Voice of Experience: Philippa Nesbit, Chief Risk Officer, Citi Private Bank and Citi Holdings

Philippa NesbitBy Melissa J. Anderson (New York City)

Reflecting on her early career, Philippa Nesbit, Chief Risk Officer at Citi Private Bank and Citi Holdings, encouraged junior women to seek out broad opportunities to learn. “Really, the important thing is getting a diversity of your knowledge base. It’s easier to learn more and get a breadth of knowledge when you are junior. When you are a managing director, it’s hard to get those different experiences. I hadn’t appreciated the importance of that 20 years ago.”

She continued, “Tied to that, make sure you grasp every opportunity. Be really flexible and adapt the ways that you work. Our junior colleagues are from a generation with lots of tools and options to manage their careers – from day one, develop and build your network every day.”

“I attribute a lot of my success to being able to call many people – to get both business perspectives and career perspectives. I will always advise people to ‘push yourself’. Put yourself out of your comfort zone and into decision making roles,” she added.

Career Path

After studying economics at Cambridge, Nesbit took a role at Citi. “I always knew I wanted to go into banking,” she explained. Now, 21 years later, she has held a variety of roles at the bank. “You could say I’ve had a split career – the first half, for about ten years, I was a relationship manager working in our Corporate Bank and also spent time working on project finance transactions. For the second half, I worked in risk management in a number of different roles, with both regional and global portfolios.” She added, “I’ve had the best of both worlds – direct client responsibility and indirect client responsibility.”

Recently, Nesbit was named Chief Risk Officer for Private Banking and Citi Holdings. Before that she held the positions of Chief Risk Officer for Fundamental Credit Risk and prior to that was Western Europe Risk Head and Global Risk Head for the Consumer and Healthcare Industry.

She has a number of achievements to be proud of. For example, earning the managing director title, becoming a senior credit officer at the highest level at the bank, and now becoming a Chief Risk Officer. She also named a few specific achievements, but explained that what brings one the most pride about their work is often dependent on their career situation.

She explained, “It really depends on where you are in your career as to what you are most proud of. When I was a banker, we pitched for and won a new global customer cash management mandate, which was my very first client win. I was very proud of that. Achieving a positive change in strategy for client relationships on the business side, as well as having a direct impact on the Risk profile of the bank are what brings me the most pride.”

Currently, Nesbit is settling into her new role as Chief Risk Officer in Citi’s Private Banking division. “Because I’ve just taken on a new role, I’m learning the private banking business. I’m working with fantastic new people and dealing with a different set of clients and challenges. It’s a great new role for me to sink my teeth into.”

She is working with many others to fully embed risk management into the culture of the bank. “Integral to the culture of risk management is the concept that everyone in the bank is a risk manager. We are continuing to build and deepen a partnership with the business to make sure everyone’s got the right tools to be a risk manager.”

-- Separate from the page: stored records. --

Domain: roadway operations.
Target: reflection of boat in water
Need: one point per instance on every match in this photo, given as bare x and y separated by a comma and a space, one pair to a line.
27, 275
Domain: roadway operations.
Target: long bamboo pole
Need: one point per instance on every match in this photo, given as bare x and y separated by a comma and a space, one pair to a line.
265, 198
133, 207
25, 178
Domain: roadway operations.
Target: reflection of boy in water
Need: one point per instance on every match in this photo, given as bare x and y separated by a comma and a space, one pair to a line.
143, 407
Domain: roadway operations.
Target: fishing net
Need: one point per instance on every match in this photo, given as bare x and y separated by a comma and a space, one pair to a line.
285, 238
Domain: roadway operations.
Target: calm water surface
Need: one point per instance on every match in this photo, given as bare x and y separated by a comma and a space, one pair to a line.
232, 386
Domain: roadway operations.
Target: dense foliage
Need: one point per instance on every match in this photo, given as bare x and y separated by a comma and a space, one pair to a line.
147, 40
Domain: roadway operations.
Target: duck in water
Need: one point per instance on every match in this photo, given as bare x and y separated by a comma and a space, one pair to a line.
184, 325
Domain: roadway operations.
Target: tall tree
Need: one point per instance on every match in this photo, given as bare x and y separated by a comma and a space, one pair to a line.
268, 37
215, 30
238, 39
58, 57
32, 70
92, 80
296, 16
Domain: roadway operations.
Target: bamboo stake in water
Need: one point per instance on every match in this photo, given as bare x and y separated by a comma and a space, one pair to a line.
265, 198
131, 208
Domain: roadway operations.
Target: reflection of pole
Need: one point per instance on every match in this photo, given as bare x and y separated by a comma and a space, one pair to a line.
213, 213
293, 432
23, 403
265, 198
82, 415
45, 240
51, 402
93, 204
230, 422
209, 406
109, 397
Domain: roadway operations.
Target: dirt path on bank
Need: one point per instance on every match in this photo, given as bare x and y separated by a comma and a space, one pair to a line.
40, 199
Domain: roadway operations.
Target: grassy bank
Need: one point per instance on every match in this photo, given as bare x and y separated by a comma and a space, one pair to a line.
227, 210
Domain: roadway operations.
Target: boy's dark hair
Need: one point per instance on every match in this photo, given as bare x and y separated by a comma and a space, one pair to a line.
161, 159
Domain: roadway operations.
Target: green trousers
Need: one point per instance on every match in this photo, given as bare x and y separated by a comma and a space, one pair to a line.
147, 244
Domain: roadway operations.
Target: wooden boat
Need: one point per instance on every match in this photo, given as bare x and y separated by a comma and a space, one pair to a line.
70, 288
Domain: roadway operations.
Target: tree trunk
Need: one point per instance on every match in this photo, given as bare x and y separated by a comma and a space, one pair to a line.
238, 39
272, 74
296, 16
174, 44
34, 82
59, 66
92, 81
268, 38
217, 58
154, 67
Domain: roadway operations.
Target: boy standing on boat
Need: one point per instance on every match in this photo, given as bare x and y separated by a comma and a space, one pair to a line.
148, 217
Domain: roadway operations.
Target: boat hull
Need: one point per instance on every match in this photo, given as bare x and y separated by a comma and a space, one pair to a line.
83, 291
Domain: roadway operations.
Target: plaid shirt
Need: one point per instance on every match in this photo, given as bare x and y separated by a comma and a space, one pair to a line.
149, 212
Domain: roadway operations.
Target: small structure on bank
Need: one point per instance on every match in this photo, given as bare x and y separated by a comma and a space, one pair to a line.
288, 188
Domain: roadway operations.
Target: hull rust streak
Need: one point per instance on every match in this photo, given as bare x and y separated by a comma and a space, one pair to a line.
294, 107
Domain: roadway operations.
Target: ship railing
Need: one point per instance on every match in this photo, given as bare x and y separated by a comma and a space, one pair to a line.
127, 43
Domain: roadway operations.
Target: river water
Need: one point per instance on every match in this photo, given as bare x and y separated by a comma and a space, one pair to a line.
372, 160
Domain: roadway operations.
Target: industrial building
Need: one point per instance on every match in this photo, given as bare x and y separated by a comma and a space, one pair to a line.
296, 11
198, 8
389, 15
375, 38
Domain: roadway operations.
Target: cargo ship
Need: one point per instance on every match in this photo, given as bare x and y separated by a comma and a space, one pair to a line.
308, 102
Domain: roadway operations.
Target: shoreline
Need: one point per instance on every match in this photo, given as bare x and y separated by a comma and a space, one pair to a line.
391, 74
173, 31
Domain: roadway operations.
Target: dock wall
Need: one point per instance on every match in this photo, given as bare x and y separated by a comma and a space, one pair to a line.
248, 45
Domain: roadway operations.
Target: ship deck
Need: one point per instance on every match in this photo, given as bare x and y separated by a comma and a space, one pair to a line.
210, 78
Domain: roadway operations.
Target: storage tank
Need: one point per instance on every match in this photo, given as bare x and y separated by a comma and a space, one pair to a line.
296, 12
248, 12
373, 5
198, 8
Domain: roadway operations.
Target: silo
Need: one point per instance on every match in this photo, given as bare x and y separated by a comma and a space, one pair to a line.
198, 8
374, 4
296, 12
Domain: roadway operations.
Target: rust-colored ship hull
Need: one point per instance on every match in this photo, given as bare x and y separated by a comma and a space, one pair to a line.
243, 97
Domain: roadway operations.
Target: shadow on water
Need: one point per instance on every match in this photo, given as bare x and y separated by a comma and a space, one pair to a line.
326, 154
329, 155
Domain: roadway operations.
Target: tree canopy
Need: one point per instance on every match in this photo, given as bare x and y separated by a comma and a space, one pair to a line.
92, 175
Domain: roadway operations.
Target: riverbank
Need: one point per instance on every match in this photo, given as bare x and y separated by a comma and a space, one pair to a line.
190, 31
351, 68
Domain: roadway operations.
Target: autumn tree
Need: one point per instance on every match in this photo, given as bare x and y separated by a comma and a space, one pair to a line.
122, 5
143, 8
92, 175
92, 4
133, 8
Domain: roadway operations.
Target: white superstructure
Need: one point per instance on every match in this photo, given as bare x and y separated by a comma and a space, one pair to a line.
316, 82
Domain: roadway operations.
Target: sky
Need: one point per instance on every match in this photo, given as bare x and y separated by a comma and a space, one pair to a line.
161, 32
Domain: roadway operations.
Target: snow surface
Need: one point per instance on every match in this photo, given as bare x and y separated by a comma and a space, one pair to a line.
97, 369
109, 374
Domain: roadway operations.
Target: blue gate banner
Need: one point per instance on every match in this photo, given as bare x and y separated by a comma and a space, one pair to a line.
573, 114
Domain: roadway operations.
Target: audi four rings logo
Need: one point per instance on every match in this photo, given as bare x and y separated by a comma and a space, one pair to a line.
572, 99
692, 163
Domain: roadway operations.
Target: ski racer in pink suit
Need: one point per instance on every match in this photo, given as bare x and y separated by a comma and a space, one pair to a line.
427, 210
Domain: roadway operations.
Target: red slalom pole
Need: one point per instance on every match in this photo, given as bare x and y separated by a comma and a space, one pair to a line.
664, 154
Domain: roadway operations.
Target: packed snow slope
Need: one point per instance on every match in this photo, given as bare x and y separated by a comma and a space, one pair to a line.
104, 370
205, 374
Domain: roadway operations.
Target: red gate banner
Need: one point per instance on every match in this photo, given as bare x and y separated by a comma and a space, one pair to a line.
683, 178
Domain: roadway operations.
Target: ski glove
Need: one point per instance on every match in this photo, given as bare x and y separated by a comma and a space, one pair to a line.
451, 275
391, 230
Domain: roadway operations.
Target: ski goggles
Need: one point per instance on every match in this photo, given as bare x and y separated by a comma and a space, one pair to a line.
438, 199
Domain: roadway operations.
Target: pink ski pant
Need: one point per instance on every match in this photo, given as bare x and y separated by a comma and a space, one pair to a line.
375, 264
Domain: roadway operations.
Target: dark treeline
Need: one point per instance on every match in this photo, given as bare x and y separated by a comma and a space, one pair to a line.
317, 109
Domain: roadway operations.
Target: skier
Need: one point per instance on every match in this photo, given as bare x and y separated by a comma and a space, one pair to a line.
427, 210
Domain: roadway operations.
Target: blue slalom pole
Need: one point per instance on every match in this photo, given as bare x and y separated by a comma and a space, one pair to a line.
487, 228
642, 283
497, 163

Corporate culture is an issue Nesbit finds particularly interesting. “It’s the point about culture – the responsibilities of banks in the current environment, and how that relates to our customers and other stakeholders. Risk management and responsibility has to be built and embedded in the culture. It’s something the industry as a whole has got to face.”

Women in Banking

Nesbit believes the biggest challenge for women has to do with the notion of “having it all.” She said, “The biggest challenge we have is the perception of being superwoman. With the perception of having it all, what expectations are being set?”

She continued, “In a time intensive career, are these hours fair? Are they flexible? We run the risk of women opting out if we do not address these issues. Actually it is something we at Citi are focused on figuring out – we are doing a global study to find out why women are opting out at the senior levels.”

“We have a responsibility, if we are really committed to diversity, to firmly believe the gender agenda is a business imperative.”

She encouraged senior women to work harder to change perceptions associated with the “queen bee” myth. “Women are accused of kicking the career ladder away behind them – and we can’t do that. We have to be sure we are pulling women up behind us,” Nesbit said. That includes working to make sure there is a pipeline of women leaders, and that they are receiving mentoring and sponsorship.

Citi offers a range of programs and initiatives to support women at the bank, she continued. The Women Leading Citi program is aimed at Managing Director level women, and Citi’s Women’s Leadership Development Program is aimed at Director level women. She also served as a sponsor as part of Citi’s Women in Risk program. “In my new role, there isn’t a women’s program within Private Banking Risk, so we are putting together a steering committee and are launching our initiative shortly.”

In Her Personal Time

Outside the office, Nesbit enjoys spending time with her family. “I’m a single mom with two children,” she said. “I also really enjoy cooking – it’s a good way to take your mind off work. And I love traveling when I have the chance.”